How to Evaluate Full Packet Capture Solutions

Selecting the right network packet capture solution is essential for any team tasked with ensuring that IT systems or networks are secure, operational, and performing at their best. 

Poor packet capture performance or reliability may jeopardize your ability to quickly recover from outages, validate policy settings (e.g. Zero Trust), resolve service degradations, and neutralize critical cyber security threats.

What's Covered in this Guide?

Selecting the right packet capture solution should include evaluating and testing the system’s suitability in your environment - with your real-world network traffic - and that it meets your team’s needs. This article summarizes the important aspects to consider, evaluate and validate when choosing a packet capture solution.

Performance

Your packet capture evidence is the source of truth for investigating any network incident. This evidence can’t be in question. It must completely reliable, with no missed traffic or dropped packets and it needs to be quickly searchable. A packet capture solution that can’t keep up with real-world traffic will leave you with more questions and doubts than answers:

  • Did my network drop the packet or was it my packet capture solution being overwhelmed?
  • When my network is under attack am I capturing all the threat traffic?
  • In times of crisis can I search and analyze packets rapidly to find what I need?

Accuracy and reliability are essential. If you can't trust your system to record every packet faithfully, it's hard to be confident that threats can be investigated fully. Lost packets result in missing important evidence when investigating a cyber security incident. Inaccurate recording can also cast doubt when troubleshooting network or application performance issues.

Datasheet Myths and Legends

Selecting a vendor based on datasheet specs alone may leave you high and dry. Not all vendors’ products live up to expectations when recording real-world traffic under real usage conditions. Some datasheets specify their capture rates with large packets, easily compressible traffic, simple L3 payloads and just a few flows or connections. When attempting to record high rates of real-world traffic these systems might experience lost packets, gaps in recording, system overload, or make it difficult or slow for users searching recorded traffic.

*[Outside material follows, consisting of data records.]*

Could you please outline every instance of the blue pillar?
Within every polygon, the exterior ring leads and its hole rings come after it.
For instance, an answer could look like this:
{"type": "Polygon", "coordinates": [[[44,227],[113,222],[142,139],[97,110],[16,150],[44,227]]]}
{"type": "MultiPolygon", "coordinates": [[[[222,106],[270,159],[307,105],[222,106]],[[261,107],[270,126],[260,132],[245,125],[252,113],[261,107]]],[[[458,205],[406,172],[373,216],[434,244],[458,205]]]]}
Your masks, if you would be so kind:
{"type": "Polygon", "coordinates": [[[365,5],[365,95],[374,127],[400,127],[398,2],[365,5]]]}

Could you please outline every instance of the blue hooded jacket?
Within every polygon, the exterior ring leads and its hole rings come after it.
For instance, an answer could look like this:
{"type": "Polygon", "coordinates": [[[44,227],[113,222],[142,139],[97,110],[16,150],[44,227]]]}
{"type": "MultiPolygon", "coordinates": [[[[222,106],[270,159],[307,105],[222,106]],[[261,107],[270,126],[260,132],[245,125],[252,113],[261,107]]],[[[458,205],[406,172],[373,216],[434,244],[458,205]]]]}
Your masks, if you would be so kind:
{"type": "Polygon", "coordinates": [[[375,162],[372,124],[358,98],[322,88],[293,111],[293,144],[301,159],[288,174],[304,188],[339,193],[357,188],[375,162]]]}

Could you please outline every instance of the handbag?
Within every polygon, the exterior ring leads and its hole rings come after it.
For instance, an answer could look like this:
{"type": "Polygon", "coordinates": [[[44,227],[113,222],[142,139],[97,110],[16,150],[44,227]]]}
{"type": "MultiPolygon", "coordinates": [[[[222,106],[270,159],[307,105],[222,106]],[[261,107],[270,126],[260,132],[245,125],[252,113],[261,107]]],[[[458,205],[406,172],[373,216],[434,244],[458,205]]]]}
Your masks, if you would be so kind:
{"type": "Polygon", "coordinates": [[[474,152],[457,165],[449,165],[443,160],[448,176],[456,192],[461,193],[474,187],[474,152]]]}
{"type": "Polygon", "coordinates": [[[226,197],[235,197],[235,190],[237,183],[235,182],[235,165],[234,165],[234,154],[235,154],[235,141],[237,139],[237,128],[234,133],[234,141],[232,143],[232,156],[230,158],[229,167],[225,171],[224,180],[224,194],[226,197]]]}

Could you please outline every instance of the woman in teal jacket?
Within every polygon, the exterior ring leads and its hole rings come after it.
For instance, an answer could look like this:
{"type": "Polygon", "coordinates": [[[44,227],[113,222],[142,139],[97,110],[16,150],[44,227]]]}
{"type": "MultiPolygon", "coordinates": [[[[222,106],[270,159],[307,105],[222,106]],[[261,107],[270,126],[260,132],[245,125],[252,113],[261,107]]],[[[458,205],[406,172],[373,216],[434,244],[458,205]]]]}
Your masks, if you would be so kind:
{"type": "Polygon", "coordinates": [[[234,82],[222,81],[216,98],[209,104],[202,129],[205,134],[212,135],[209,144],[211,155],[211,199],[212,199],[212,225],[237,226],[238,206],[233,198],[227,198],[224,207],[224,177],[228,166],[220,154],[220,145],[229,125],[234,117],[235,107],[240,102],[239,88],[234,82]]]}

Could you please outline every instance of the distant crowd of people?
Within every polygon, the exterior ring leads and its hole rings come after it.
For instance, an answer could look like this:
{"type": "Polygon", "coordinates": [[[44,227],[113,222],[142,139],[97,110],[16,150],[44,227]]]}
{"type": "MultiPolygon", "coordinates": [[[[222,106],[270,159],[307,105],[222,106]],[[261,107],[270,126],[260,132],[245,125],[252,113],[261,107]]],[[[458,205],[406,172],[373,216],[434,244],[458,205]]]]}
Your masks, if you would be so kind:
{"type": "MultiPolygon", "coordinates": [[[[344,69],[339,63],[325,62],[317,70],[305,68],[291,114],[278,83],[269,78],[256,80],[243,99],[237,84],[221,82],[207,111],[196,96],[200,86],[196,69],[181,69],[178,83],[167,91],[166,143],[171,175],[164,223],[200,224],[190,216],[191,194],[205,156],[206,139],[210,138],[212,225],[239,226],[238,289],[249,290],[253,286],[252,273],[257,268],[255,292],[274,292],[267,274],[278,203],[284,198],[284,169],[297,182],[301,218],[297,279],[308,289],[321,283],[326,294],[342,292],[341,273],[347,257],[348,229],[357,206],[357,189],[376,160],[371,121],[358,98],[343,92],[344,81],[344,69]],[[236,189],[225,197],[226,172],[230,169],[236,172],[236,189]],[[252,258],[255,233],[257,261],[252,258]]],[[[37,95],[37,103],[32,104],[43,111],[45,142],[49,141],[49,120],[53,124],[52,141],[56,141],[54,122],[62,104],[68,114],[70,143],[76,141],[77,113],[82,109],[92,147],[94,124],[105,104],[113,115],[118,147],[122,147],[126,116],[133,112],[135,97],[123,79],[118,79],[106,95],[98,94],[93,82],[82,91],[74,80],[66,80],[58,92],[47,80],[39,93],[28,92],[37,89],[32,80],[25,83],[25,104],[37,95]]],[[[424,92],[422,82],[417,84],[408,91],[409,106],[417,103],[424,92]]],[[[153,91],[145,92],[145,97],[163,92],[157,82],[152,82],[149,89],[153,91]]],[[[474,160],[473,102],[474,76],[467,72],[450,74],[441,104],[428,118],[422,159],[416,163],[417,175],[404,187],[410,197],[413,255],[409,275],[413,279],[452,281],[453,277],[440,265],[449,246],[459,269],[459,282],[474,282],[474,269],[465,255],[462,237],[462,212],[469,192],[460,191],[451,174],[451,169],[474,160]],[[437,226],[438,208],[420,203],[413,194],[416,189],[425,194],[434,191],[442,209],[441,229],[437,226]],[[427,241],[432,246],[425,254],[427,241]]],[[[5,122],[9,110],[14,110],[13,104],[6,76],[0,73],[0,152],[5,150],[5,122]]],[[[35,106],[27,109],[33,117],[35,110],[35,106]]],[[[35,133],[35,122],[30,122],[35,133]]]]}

The performance of a full packet capture solution is more than just its sheer throughput in terms of recording packets to disk. Assessing performance should also include the following measures:

  • Maximum long term continuous capture rate, under real world traffic conditions for days or weeks with a rich mix of applications, millions of connections, different packet sizes, assessed over the full extent of the storage media, empty through to full.
  • The speed, and ease, of finding and retrieving specific packets from within petabytes of recorded packet data, while the system is continuously recording.
  • The solution’s accuracy with respect to timestamps, packet drops, and the effects on performance resulting from different traffic characteristics or usage conditions.
  • Does the solution tell me when it’s overloaded and dropping packets?

Datasheets should go into depth and cover more than just Gb/s write to disk speed, they should also detail:

  • Maximum sustained and maximum burst write-to-disk speeds including burst length.
  • Maximum concurrent flows and maximum flows/second.
  • Maximum concurrent users hitting the system with searches.
  • Maximum scale of deployment for distributed deployments.

Test Traffic Profiles

It’s very important to ensure the system is tested using traffic that represents the worst-case conditions observed on your network. This includes test traffic with short and varied length packets, many concurrent flows or connections, many flows starting and ending every second, and a mix of different protocols and applications.

All these traffic aspects will add load to the capture system and potentially impact the accuracy of packet capture and system reliability.

Did you know that recording rates drop when the HDD records on sectors near the center of the disk platter? This means it’s important to test over as long period of time as possible to ensure the disk system is fully utilized, and that performance is not impacted by the variable performance of drives once they become full.

Reliability

Reliability is key for any capture system. This is a difficult aspect to measure when you are conducting a proof-of-concept trial, but it is a very important consideration. It’s critical that systems can run for many years without fault, reliably capturing packets and providing key evidence quickly when it’s needed.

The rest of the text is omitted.